Simple Summary Nearly two decades would be required for a cancer lesion to develop from normal colon mucosa, but most colorectal cancer (CRC) patients are at an advanced stage at presentation. Chemotherapy, targeted therapy, and radiotherapy can improve the prognosis of patients with advanced CRC, but sometimes the therapy resistance occurs, and the 5-year survival rate for patients with locally advanced CRC and with metastatic CRC (mCRC) remain poor. MicroRNAs (miRs) can regulate cancer pathways by inhibiting their target mRNA translation and triggering their degradation. MiRs can serve as predictive biomarkers for the detection of CRC or mCRC or the resistance of chemotherapy or chemoradiotherapy, and miRNA-based therapeutics may finally reach the clinical stages. Abstract Colorectal cancer (CRC) is one of the most common malignancies and is associated with high mortality rates worldwide. The underlying mechanism of tumorigenesis in CRC is complex, involving genetic, lifestyle-related, and environmental factors. Although radical resection with adjuvant FOLFOX (5-fluorouracil, leucovorin, and oxaliplatin) chemotherapy and neoadjuvant chemoradiotherapy have remained mainstays of treatment for patients with stage III CRC and locally advanced rectal cancer, respectively, the oncological outcomes of these treatments are often unsatisfactory. To improve patients’ chances of survival, researchers are actively searching for new biomarkers to facilitate the development of more effective treatment strategies for CRC and metastatic CRC (mCRC).
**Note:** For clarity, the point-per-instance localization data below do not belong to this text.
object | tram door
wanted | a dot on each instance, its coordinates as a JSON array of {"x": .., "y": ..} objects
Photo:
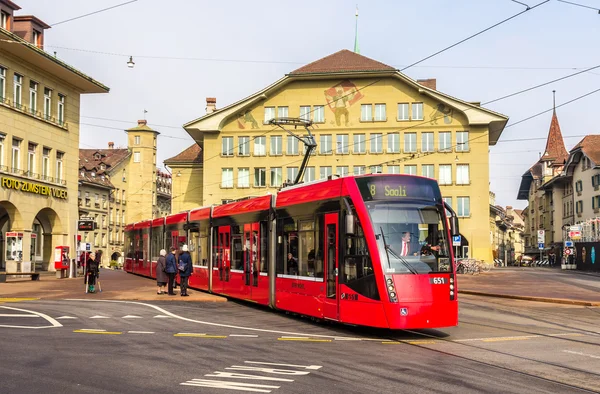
[
  {"x": 251, "y": 256},
  {"x": 223, "y": 259},
  {"x": 330, "y": 303}
]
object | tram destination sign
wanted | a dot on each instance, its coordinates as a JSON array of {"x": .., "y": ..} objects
[{"x": 398, "y": 187}]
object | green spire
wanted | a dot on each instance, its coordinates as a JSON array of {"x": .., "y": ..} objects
[{"x": 356, "y": 48}]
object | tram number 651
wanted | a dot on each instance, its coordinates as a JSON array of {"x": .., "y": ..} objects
[{"x": 437, "y": 281}]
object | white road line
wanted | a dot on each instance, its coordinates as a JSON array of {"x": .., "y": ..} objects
[
  {"x": 581, "y": 354},
  {"x": 169, "y": 314},
  {"x": 50, "y": 320}
]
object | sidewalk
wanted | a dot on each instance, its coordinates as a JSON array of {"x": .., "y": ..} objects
[
  {"x": 534, "y": 284},
  {"x": 116, "y": 285}
]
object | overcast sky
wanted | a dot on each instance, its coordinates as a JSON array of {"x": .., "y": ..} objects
[{"x": 257, "y": 42}]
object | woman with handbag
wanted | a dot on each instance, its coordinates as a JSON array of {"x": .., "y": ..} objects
[{"x": 161, "y": 275}]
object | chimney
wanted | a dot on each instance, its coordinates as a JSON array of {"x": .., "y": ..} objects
[
  {"x": 7, "y": 9},
  {"x": 429, "y": 83},
  {"x": 31, "y": 29},
  {"x": 211, "y": 104}
]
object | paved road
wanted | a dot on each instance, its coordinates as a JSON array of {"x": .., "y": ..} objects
[{"x": 86, "y": 346}]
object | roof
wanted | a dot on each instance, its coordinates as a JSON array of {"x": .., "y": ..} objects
[
  {"x": 555, "y": 145},
  {"x": 343, "y": 61},
  {"x": 192, "y": 155}
]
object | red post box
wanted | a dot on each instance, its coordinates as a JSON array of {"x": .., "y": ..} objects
[{"x": 61, "y": 258}]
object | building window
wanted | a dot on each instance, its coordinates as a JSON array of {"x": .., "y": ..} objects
[
  {"x": 309, "y": 174},
  {"x": 31, "y": 158},
  {"x": 394, "y": 143},
  {"x": 276, "y": 145},
  {"x": 227, "y": 146},
  {"x": 47, "y": 103},
  {"x": 366, "y": 112},
  {"x": 445, "y": 141},
  {"x": 445, "y": 174},
  {"x": 33, "y": 96},
  {"x": 462, "y": 174},
  {"x": 359, "y": 143},
  {"x": 59, "y": 172},
  {"x": 305, "y": 112},
  {"x": 292, "y": 173},
  {"x": 463, "y": 207},
  {"x": 417, "y": 111},
  {"x": 260, "y": 175},
  {"x": 260, "y": 148},
  {"x": 380, "y": 113},
  {"x": 61, "y": 109},
  {"x": 227, "y": 178},
  {"x": 276, "y": 177},
  {"x": 269, "y": 114},
  {"x": 341, "y": 147},
  {"x": 325, "y": 172},
  {"x": 18, "y": 91},
  {"x": 342, "y": 170},
  {"x": 427, "y": 171},
  {"x": 403, "y": 111},
  {"x": 2, "y": 83},
  {"x": 282, "y": 112},
  {"x": 410, "y": 142},
  {"x": 462, "y": 141},
  {"x": 16, "y": 155},
  {"x": 319, "y": 114},
  {"x": 359, "y": 170},
  {"x": 325, "y": 144},
  {"x": 410, "y": 170},
  {"x": 376, "y": 143},
  {"x": 427, "y": 142}
]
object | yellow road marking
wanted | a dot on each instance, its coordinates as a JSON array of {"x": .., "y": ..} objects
[{"x": 98, "y": 332}]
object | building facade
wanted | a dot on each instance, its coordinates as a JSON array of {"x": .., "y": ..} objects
[
  {"x": 367, "y": 118},
  {"x": 39, "y": 144}
]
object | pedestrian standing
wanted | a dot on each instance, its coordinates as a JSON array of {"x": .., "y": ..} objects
[
  {"x": 171, "y": 270},
  {"x": 161, "y": 274},
  {"x": 185, "y": 269}
]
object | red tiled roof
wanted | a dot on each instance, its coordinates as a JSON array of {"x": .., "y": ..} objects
[
  {"x": 343, "y": 61},
  {"x": 590, "y": 145},
  {"x": 193, "y": 154},
  {"x": 555, "y": 145}
]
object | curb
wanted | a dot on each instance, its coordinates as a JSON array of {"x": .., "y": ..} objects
[{"x": 530, "y": 298}]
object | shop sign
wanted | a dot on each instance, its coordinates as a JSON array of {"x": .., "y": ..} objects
[{"x": 34, "y": 188}]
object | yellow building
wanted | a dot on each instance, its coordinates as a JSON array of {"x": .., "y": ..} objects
[
  {"x": 39, "y": 144},
  {"x": 367, "y": 117}
]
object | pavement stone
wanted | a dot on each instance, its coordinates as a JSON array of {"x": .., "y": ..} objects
[{"x": 116, "y": 285}]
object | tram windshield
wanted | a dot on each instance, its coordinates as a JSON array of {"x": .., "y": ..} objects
[{"x": 411, "y": 237}]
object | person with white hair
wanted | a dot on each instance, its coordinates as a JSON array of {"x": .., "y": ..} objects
[{"x": 161, "y": 273}]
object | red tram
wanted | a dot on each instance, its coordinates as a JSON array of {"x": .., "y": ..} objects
[{"x": 368, "y": 250}]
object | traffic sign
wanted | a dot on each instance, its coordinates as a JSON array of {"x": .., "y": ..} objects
[{"x": 456, "y": 240}]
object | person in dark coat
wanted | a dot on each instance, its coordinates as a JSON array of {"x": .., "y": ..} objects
[
  {"x": 185, "y": 259},
  {"x": 93, "y": 272},
  {"x": 161, "y": 275},
  {"x": 171, "y": 270}
]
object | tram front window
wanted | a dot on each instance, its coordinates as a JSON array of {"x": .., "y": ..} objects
[{"x": 411, "y": 238}]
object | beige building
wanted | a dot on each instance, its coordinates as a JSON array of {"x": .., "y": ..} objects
[
  {"x": 367, "y": 117},
  {"x": 119, "y": 186},
  {"x": 39, "y": 144}
]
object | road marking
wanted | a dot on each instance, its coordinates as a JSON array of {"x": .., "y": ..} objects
[
  {"x": 53, "y": 322},
  {"x": 581, "y": 354},
  {"x": 98, "y": 332}
]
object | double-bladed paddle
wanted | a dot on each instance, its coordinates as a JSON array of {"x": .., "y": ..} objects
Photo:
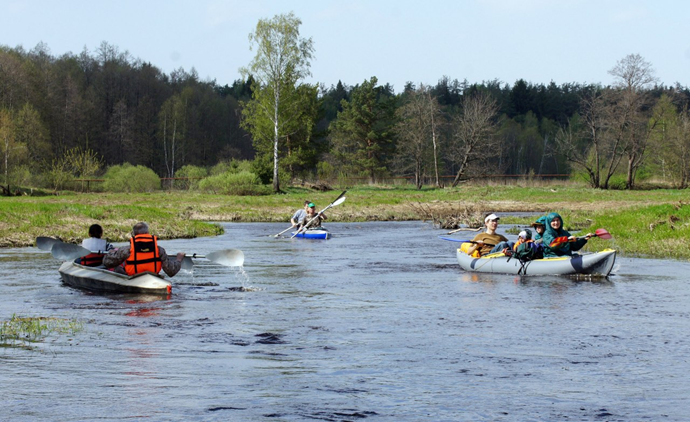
[
  {"x": 45, "y": 243},
  {"x": 339, "y": 200},
  {"x": 276, "y": 235},
  {"x": 600, "y": 233},
  {"x": 450, "y": 239},
  {"x": 226, "y": 257}
]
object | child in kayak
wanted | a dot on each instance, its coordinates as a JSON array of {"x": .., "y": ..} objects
[{"x": 554, "y": 229}]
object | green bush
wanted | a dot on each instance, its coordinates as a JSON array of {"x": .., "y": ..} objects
[
  {"x": 242, "y": 183},
  {"x": 194, "y": 175},
  {"x": 232, "y": 166},
  {"x": 129, "y": 178}
]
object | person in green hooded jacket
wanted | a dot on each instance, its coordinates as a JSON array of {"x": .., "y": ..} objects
[
  {"x": 554, "y": 229},
  {"x": 539, "y": 227}
]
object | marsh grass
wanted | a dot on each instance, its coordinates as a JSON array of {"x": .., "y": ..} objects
[
  {"x": 644, "y": 223},
  {"x": 24, "y": 331}
]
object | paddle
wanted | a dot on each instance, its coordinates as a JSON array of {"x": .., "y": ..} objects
[
  {"x": 464, "y": 229},
  {"x": 227, "y": 257},
  {"x": 339, "y": 200},
  {"x": 600, "y": 233},
  {"x": 283, "y": 231},
  {"x": 69, "y": 252},
  {"x": 45, "y": 243},
  {"x": 450, "y": 239}
]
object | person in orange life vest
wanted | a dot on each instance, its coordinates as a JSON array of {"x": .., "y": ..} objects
[
  {"x": 298, "y": 216},
  {"x": 525, "y": 236},
  {"x": 540, "y": 228},
  {"x": 143, "y": 254},
  {"x": 96, "y": 245},
  {"x": 311, "y": 215},
  {"x": 482, "y": 240}
]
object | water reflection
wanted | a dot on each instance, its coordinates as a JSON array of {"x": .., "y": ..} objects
[{"x": 376, "y": 323}]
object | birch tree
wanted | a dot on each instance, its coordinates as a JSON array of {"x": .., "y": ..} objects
[
  {"x": 282, "y": 59},
  {"x": 633, "y": 75},
  {"x": 417, "y": 130},
  {"x": 473, "y": 140}
]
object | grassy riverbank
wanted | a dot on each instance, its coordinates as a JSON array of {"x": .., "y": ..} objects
[{"x": 653, "y": 223}]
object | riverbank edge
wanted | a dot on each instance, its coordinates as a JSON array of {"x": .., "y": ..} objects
[{"x": 627, "y": 215}]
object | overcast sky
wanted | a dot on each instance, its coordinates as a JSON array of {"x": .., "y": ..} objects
[{"x": 395, "y": 40}]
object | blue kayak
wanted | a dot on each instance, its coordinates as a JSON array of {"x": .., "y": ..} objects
[{"x": 313, "y": 234}]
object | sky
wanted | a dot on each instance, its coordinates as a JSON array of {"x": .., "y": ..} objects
[{"x": 397, "y": 41}]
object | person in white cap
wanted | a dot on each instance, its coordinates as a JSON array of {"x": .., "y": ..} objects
[{"x": 489, "y": 241}]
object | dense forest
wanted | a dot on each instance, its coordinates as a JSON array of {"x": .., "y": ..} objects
[{"x": 110, "y": 108}]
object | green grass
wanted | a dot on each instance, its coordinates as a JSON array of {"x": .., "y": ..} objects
[
  {"x": 23, "y": 331},
  {"x": 628, "y": 215}
]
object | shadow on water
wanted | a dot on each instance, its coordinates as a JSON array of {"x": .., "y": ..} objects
[{"x": 376, "y": 323}]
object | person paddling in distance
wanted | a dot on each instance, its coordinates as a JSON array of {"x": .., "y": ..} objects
[
  {"x": 95, "y": 244},
  {"x": 312, "y": 215},
  {"x": 489, "y": 241},
  {"x": 299, "y": 214},
  {"x": 554, "y": 229},
  {"x": 143, "y": 254},
  {"x": 539, "y": 228}
]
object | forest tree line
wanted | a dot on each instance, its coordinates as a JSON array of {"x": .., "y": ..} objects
[{"x": 106, "y": 108}]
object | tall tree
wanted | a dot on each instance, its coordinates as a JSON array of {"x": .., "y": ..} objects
[
  {"x": 633, "y": 75},
  {"x": 417, "y": 129},
  {"x": 282, "y": 59},
  {"x": 588, "y": 142},
  {"x": 473, "y": 140},
  {"x": 361, "y": 134}
]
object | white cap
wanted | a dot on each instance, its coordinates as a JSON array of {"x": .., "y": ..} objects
[{"x": 491, "y": 217}]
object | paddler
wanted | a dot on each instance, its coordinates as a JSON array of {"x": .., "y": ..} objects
[{"x": 142, "y": 255}]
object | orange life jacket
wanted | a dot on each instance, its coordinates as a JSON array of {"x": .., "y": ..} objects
[
  {"x": 465, "y": 247},
  {"x": 520, "y": 242},
  {"x": 92, "y": 259},
  {"x": 143, "y": 255}
]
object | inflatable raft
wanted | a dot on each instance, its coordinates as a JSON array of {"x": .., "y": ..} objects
[
  {"x": 102, "y": 280},
  {"x": 313, "y": 234},
  {"x": 594, "y": 264}
]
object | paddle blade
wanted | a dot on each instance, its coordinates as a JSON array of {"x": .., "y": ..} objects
[
  {"x": 46, "y": 243},
  {"x": 227, "y": 257},
  {"x": 603, "y": 234},
  {"x": 338, "y": 201},
  {"x": 68, "y": 251},
  {"x": 451, "y": 239},
  {"x": 559, "y": 240},
  {"x": 187, "y": 263}
]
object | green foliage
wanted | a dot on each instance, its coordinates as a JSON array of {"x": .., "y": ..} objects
[
  {"x": 233, "y": 166},
  {"x": 326, "y": 171},
  {"x": 59, "y": 173},
  {"x": 194, "y": 175},
  {"x": 83, "y": 163},
  {"x": 242, "y": 183},
  {"x": 276, "y": 111},
  {"x": 129, "y": 178},
  {"x": 22, "y": 331},
  {"x": 361, "y": 135}
]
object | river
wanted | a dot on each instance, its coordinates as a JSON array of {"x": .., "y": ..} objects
[{"x": 377, "y": 323}]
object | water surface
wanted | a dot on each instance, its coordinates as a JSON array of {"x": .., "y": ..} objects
[{"x": 377, "y": 323}]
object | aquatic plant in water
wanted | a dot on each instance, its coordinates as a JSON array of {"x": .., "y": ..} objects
[{"x": 22, "y": 331}]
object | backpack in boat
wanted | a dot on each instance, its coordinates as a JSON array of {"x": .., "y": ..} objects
[{"x": 528, "y": 251}]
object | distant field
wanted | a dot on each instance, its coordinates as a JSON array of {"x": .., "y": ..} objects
[{"x": 653, "y": 223}]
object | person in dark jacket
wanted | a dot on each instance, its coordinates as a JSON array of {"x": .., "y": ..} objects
[
  {"x": 554, "y": 229},
  {"x": 142, "y": 254}
]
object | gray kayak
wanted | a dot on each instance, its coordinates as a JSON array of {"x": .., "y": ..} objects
[
  {"x": 597, "y": 264},
  {"x": 102, "y": 280}
]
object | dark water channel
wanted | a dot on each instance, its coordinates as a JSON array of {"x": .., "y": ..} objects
[{"x": 377, "y": 324}]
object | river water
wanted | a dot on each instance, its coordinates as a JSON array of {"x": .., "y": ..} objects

MicroRNAs (miRs), small, single-stranded, noncoding RNAs, can post-transcriptionally regulate mRNA translation and trigger mRNA degradation. Recent studies have documented aberrant miR levels in patients with CRC or mCRC, and some miRs are reportedly associated with chemoresistance or radioresistance in CRC. Herein, we present a narrative review of the literature on the roles of oncogenic miRs (oncomiRs) and tumor suppressor miRs (anti-oncomiRs), some of which can be used to predict the responses of patients with CRC to chemotherapy or chemoradiotherapy. Moreover, miRs may serve as potential therapeutic targets because their functions can be manipulated using synthetic antagonists and miR mimics.